しかしアプリケーションの要件によってはそのようにできない場合もあるため、その場合は2または3の対策を行う必要があります。
2. 正規表現などを使ってリクエスト送信先をバリデーションする
この方法は正規表現などのパターンマッチングを使って外部からの入力をチェックし、内部ネットワークへのリクエストをブロックするという対策です。
この方法は導入は比較的容易である反面、漏れ無く正確にパターンを記述するのは難しく、正規表現が複雑になるとデバッグやメンテナンスも難しくなります。
また自分で正規表現を作成せずWAFのマネージドルールを使って外部からの入力値をチェックするという方法もあります。
3. ファイアウォールを使って内部ネットワークへのアウトバウンド通信を制限する
この方法はLinuxのfirewalldやAWSのセキュリティグループなどの機能を利用して、指定した範囲のIPアドレスへのアウトバウンド通信を制限する方法です。
この方法はポートやCIDRを指定して柔軟かつ分かりやすく記述することができますが、サーバー単位で設定が適用されてしまうため、特定の機能でのみ内部ネットワークへの通信を制限するということができません。
しかしDocker上でその機能を動かし、Dockerの仮想ネットワークに対してファイアウォールの設定を適用することで、特定の機能のみ内部ネットワークへのアウトバウンド通信を制限することができるようになります。
また、Docker上で動かすことでファイルシステムへのアクセスも必要最小限に制限することができ、ディレクトリトラバーサル脆弱性の対策にもなります。
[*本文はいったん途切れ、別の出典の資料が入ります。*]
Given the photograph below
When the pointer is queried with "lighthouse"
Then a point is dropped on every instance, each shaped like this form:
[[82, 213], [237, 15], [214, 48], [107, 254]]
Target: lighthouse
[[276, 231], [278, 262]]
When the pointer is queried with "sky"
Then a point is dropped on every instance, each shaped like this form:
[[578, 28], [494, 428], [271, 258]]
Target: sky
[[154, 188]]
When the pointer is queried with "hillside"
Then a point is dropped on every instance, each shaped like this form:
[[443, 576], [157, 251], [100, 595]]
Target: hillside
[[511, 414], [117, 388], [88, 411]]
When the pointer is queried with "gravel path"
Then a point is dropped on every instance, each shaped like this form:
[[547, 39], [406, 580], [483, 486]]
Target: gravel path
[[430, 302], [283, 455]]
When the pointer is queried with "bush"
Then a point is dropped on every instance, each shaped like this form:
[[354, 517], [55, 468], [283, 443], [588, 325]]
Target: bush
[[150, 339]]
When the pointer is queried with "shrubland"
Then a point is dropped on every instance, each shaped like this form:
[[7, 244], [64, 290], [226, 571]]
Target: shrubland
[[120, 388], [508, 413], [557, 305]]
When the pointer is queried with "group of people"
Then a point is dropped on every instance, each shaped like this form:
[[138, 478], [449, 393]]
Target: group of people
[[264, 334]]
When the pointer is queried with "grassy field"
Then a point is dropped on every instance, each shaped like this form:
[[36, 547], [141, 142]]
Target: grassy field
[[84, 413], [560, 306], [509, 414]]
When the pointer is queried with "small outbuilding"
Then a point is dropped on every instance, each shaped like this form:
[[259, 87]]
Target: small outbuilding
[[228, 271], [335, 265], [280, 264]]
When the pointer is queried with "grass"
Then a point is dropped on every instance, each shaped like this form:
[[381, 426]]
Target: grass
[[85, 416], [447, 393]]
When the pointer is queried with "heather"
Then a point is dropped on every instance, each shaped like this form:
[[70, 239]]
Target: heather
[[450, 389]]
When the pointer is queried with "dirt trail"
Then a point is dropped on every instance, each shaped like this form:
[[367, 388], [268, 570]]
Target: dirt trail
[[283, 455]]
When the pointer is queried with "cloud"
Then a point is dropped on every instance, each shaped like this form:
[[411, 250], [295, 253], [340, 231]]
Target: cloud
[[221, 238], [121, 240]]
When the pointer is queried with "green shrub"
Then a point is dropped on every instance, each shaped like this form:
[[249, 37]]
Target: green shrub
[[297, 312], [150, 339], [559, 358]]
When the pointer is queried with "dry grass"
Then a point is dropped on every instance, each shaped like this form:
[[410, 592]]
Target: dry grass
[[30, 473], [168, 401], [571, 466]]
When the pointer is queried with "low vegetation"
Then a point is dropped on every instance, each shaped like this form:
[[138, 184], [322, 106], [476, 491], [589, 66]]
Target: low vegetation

今回はこのDockerコンテナからのアウトバウンド通信をfirewalldで制限する方法について紹介したいと思います。
Dockerとfirewalldの設定手順
次に実際にDockerとfirewalldの具体的な設定手順について説明します。
今回のホストサーバーはAlmaLinux8+Apache+PHPの構成ですが、Nginxや他のプログラミング言語を使った構成にも応用できると思います。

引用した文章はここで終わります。